I chose hue, saturation and value as the visual variables to represent three of the five data variables (number of bar codes, number of check-outs, and book/not book). Hue and brightness vary in distinct steps: three hues represent the three classes of items with 2, 3, or 4 barcodes, while the two brightness values represent either “book” or “not book”. Saturation, in contrast, varies along a gradient, corresponding to the range in check-out frequency for the items.
Each box in the row along the bottom of the map (above the legend) represents a single record (library item). They are grouped so that items with 4 bar codes (purple) appear on the left, then items with 3 bar codes (green), then items with 2 bar codes (red) are on the right. Within these groupings the values of the other two variables are mixed.
The white dots in the SOM mark the cells that best match each input data record.
Figures 1 and 2 were created with 3-dimensional input data, 60 records.
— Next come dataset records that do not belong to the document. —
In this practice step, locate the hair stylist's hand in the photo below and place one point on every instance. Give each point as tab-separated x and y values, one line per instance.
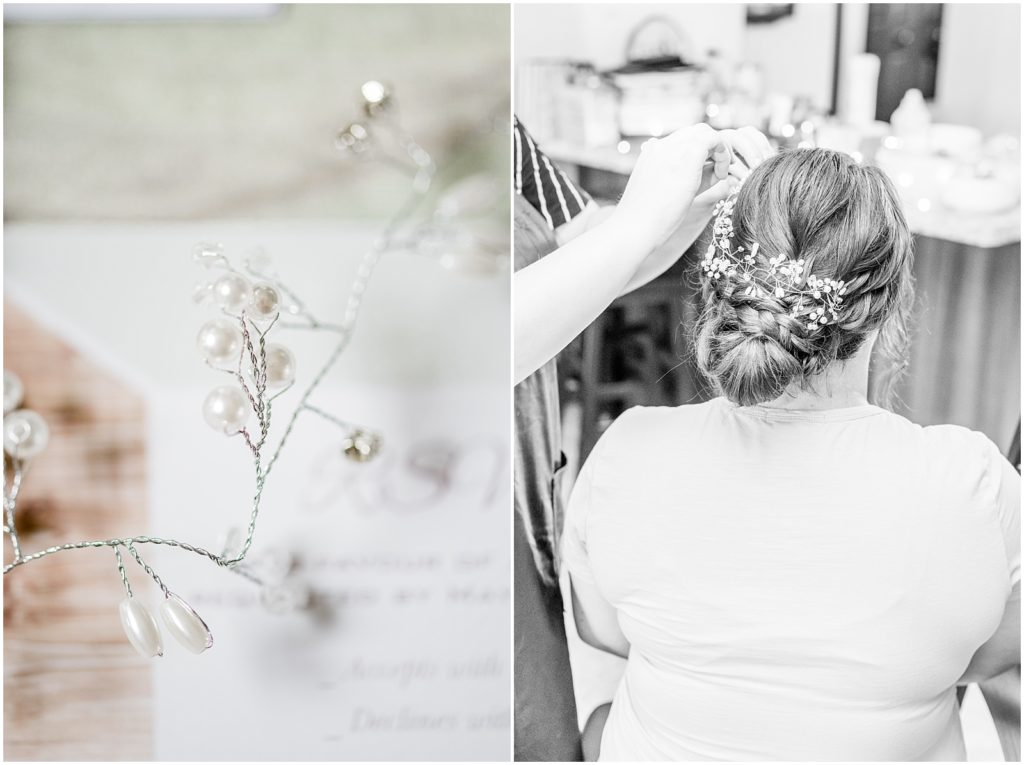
668	177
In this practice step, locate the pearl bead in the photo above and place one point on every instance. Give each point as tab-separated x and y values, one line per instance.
208	255
265	301
226	410
280	366
219	341
354	138
185	625
360	447
25	434
141	629
13	391
231	292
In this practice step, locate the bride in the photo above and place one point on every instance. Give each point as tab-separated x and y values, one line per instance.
792	571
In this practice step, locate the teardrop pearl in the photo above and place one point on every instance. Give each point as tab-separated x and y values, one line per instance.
231	292
226	410
141	629
265	301
219	341
25	433
280	366
185	625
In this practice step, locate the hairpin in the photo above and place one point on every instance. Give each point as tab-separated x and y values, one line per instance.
818	300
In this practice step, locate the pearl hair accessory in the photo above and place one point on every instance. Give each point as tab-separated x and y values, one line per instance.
251	303
817	300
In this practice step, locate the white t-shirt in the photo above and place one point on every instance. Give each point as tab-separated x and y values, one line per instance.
794	585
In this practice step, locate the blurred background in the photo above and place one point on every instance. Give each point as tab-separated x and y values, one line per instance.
133	132
930	92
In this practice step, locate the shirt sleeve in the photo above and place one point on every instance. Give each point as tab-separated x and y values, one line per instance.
543	183
1001	492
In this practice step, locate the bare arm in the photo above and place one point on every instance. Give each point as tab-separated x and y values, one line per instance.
609	251
1003	650
559	295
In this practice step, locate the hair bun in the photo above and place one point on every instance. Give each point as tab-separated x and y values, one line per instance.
752	351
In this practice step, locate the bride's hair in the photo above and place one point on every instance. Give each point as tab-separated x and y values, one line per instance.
844	220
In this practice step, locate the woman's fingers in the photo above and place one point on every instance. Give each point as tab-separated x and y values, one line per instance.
751	144
717	193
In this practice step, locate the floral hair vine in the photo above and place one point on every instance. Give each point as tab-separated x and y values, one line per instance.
236	343
784	275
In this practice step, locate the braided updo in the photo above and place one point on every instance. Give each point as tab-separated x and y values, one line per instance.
844	220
Figures 3 and 4 were created with 5-dimensional input data, 60 (Fig. 3) or 100 (Fig. 4) records.
Scaling the saturation and brightness to illustrate differences in the data was a challenge. I find the two difficult to distinguish at a glance, especially when brightness is low. The mapping of data values to saturation and brightness values could be improved beyond what I’ve done here.
These maps are not very intuitive or useful in their current form. I can’t draw any conclusions about the SPL data, since my visualization represents such a tiny sample of arbitrarily selected data. The project does demonstrate, however, an interesting technique (SOM) with many possible configurations that each lead to different visualization outcomes. A larger SOM that considered many more variables and many more data records might be more enlightening.